Moreover, recent legislation both in the US and abroad—particularly Europe and Japan—has begun to shift towards waste management, namely e-waste, because the deteriorating effect it has on the environment and the decreasing capacity of landfills. However, our nation and other nations as well, have a long way to go. Although the federal Resource Conservation and Recovery Act prohibits companies from shipping their old computer monitors to landfills, there is nothing to stop the vast majority of individuals and many small businesses from simply putting their outdated electronics out with the rest of their trash.Additionally, in the US, it is still considered legal under the law to export most e-waste to developing nations.

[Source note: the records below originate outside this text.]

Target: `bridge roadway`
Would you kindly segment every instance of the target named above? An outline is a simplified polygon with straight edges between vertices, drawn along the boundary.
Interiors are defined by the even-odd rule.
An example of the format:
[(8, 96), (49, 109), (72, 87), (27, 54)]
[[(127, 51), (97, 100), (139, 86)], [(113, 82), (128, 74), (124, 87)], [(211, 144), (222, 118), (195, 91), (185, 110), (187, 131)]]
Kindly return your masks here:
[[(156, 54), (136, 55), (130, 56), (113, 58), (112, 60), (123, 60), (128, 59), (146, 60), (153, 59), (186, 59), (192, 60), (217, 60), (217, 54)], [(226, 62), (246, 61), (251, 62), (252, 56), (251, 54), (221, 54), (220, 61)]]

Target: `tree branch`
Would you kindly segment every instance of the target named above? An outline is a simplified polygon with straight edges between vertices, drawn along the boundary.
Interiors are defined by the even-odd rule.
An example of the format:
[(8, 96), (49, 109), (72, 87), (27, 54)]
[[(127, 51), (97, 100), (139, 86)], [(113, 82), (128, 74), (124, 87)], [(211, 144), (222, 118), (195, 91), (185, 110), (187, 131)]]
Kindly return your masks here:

Therefore, in order to remedy this current dilemma we face today, more stringent and effective regulations are necessary in regards to e-waste management and environmental issues. Both developed and developing nations share a responsibility in the regulation of electronic manufacturing and the movement of those goods across borders.It is up to individual consumers, producing corporations, and local and national governments, to come up with a solution to limit the excess waste produced annually by electronics.